Ma. Lourdes Esguerra Cantor, DDM
College of Dentistry
Maintenance of oral health of handicapped children requires special care and attention. Their condition presents the need to modify health education measures, such as oral hygiene instruction. Visually impaired children lack the ability to see if they have effectively removed dental plaque and debris which are etiological factors of dental disease. To improve the oral health of blind children, the proper technique of brushing should be promoted. This study was conducted to determine the effect of guided brushing on the oral hygiene performance of blind children of Northern Luzon Association for the Blind (NLAB) school for the blind. Guided brushing in this study involves the process of directing the blind children in proper cleaning of the exposed surfaces of their teeth. The principles of brushing, as the primary process of oral hygiene, include proper positioning, motion, sequence, duration, and frequency of brushing.
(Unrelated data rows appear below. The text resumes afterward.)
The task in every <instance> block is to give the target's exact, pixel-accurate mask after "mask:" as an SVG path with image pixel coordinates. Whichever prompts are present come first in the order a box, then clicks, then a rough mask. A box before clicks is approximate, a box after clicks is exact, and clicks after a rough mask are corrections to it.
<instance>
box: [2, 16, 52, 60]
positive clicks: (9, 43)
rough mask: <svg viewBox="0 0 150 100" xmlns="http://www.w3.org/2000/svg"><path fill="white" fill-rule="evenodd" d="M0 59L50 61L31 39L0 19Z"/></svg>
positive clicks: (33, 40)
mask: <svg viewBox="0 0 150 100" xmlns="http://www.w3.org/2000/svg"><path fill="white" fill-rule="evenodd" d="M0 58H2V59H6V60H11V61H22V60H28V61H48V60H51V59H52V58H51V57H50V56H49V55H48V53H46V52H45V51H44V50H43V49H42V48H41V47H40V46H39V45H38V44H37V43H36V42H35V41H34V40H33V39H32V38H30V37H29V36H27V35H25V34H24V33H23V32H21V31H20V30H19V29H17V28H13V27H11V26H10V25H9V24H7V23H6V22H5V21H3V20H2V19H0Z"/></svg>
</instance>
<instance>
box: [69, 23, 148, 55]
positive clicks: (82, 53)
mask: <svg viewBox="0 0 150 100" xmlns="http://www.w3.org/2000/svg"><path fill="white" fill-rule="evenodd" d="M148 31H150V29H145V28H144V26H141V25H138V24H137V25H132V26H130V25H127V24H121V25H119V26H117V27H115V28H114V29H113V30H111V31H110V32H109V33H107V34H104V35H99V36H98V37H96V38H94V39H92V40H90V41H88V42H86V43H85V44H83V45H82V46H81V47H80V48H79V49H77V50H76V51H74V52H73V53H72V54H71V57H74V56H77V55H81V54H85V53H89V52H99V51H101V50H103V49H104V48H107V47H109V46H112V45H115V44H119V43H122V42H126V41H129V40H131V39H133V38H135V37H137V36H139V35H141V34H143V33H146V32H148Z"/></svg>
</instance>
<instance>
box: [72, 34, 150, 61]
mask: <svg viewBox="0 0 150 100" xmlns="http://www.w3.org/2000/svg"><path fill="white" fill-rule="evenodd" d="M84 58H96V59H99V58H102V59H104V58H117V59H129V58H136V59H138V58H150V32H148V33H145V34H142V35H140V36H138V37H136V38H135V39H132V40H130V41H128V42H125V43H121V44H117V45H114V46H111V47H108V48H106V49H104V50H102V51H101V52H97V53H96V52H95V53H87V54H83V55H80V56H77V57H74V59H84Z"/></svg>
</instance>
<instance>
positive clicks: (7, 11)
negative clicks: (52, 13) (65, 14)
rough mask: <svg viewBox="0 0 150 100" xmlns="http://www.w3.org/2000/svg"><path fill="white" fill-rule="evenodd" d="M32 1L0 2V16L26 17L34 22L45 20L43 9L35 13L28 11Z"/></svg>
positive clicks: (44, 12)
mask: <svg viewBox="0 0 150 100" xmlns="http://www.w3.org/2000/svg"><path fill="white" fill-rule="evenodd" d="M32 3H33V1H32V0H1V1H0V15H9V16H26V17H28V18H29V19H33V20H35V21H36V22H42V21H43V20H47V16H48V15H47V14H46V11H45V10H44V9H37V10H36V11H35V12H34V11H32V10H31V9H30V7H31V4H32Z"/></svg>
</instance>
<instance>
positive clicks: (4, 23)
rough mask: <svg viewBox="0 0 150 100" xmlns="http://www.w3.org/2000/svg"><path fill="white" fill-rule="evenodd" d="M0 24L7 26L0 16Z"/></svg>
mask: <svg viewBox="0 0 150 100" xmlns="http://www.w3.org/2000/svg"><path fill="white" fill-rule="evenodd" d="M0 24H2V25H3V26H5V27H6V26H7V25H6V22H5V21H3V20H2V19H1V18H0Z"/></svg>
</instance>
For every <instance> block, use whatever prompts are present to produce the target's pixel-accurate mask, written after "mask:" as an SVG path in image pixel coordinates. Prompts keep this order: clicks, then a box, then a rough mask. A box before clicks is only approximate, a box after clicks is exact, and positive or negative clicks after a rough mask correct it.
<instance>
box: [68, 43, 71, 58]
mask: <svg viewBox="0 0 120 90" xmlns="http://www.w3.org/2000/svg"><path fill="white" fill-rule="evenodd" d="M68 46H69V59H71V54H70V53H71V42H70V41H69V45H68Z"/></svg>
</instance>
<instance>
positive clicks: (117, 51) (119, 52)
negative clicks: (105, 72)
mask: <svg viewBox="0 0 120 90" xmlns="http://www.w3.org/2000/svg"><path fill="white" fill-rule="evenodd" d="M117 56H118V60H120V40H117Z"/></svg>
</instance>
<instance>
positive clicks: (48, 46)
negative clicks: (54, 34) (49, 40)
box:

This single group pre-test-post-test experimental study utilized the Patient Hygiene Performance (PHP) Index by Podshadley in determining the oral hygiene performance of the children. All the visually impaired/blind children housed at the NLAB school for the blind during school year 2004-2005 participated in the study. The comparison between the pre-test and post-test oral hygiene performance was answered through the t-test for paired observations. Results of the study showed that the children had very good to best oral hygiene performance. There is a significant difference in the performance of the children in the pre-test and post-test. Guided brushing helped improve the oral hygiene performance of the blind children. Gender and type of visual impairment did not significantly affect the oral hygiene performance of the children.